Охрану из юнкеров заменила охрана из туркмен, но в остальном обслуга дворца и чиновный аппарат остались прежние. Некоторые так и вовсе ещё с царских времён. Грамотных людей не хватало, чтобы полностью менять состав канцелярии, так что пусть трудятся на благо Родины. Лишь бы не саботировали и не мешали причинять добро тем, кто по какой-то причине вдруг не согласен с линией партии.
Но пока что с линией партии в целом согласны были почти все. Машина пропаганды работала без остановок и промедлений, да и фигура Верховного Главнокомандующего в народе почти сравнялась с прежней популярностью Керенского. Теперь нужно только это всё не пролюбить, играя в войнушку. Тыл гораздо важнее.
И чем больше Корнилов погружался в детали, тем сильнее начинал ненавидеть всё Временное правительство, вместе взятое. Кроме Керенского, арестован был ещё и министр иностранных дел Терещенко. Министр внутренних дел Авксентьев был убит при штурме Смольного, министр земледелия Чернов ушёл в подполье.
Пальбу в Смольном, само собой, объяснили нападением неизвестных лиц и результатом контрреволюционного заговора. А ударники и Манштейн со своими людьми подоспели якобы как раз в тот момент, когда заговорщики расстреляли ВЦИК, после чего завязался бой.
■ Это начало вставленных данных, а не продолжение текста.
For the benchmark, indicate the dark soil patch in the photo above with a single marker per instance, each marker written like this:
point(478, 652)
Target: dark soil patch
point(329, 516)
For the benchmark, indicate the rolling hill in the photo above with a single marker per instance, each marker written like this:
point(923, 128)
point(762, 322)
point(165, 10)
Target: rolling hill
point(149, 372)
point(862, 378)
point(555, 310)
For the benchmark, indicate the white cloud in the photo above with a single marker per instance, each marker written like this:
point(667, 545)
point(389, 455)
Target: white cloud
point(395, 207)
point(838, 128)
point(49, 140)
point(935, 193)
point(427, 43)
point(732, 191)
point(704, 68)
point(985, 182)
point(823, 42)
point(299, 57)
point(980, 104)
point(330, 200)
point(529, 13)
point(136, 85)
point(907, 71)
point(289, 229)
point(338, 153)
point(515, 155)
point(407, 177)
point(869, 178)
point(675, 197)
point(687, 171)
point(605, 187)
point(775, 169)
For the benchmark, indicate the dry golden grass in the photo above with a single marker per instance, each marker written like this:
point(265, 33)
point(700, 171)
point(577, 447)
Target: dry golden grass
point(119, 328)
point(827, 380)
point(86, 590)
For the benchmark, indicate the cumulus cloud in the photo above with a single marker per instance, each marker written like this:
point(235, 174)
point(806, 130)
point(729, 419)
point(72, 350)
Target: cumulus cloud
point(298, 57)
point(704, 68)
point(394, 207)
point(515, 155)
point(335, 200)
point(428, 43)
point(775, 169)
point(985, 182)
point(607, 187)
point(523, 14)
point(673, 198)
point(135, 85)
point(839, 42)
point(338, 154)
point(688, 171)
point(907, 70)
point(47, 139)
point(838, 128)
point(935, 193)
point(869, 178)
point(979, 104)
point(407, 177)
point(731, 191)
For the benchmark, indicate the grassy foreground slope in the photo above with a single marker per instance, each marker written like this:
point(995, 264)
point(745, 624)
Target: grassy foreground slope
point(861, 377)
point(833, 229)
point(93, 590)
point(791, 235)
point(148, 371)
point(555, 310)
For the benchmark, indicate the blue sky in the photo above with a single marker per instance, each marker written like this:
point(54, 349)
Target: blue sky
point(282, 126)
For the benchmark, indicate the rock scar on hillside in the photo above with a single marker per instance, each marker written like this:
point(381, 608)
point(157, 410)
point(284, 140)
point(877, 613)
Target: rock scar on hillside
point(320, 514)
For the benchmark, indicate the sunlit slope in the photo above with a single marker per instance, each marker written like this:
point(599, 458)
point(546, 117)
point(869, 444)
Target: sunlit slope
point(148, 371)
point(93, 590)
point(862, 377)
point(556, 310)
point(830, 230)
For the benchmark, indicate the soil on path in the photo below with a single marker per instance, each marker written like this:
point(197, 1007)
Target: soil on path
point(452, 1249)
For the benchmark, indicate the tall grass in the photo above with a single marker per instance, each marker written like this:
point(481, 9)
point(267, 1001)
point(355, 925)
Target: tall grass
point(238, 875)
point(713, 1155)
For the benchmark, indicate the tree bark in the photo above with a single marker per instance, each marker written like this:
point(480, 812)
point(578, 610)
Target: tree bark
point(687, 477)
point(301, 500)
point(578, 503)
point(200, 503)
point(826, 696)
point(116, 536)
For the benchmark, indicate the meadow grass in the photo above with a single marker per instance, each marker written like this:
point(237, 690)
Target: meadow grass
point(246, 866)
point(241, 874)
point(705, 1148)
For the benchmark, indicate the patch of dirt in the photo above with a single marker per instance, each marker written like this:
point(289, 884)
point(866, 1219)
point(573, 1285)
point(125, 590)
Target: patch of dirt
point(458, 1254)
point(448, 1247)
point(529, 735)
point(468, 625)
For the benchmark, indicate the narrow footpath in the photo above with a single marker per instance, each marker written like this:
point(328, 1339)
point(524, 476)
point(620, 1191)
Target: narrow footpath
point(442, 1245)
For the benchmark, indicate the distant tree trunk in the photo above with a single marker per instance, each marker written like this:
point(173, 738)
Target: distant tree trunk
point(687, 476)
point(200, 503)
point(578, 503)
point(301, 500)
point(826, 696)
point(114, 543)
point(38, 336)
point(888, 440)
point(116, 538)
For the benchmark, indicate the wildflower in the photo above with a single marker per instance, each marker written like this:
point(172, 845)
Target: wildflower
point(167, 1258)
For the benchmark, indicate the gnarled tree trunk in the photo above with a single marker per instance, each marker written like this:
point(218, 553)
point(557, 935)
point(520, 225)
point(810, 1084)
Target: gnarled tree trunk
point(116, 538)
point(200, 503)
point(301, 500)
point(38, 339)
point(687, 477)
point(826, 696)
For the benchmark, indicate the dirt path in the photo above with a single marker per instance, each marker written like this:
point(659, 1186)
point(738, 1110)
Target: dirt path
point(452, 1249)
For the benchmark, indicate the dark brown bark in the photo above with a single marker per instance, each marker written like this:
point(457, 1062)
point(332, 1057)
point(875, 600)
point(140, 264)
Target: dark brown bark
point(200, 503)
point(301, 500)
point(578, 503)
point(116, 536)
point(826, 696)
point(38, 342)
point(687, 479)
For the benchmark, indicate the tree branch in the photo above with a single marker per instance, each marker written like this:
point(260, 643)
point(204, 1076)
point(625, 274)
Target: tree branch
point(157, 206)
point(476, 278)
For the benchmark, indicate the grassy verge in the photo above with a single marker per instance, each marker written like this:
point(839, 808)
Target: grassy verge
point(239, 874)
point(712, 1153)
Разумеется, в эту версию никто не верил, но именно она была принята в качестве официальной. Зато слухи ползли самые разнообразные.
Таким образом, благодаря чисткам, арестам и расстрелам, состав правительства значительно обновился. Это была уже не коалиция, на которую так рьяно восхищался Керенский, по большей части оно теперь было представлено правыми партиями, умеренными социалистами и беспартийными.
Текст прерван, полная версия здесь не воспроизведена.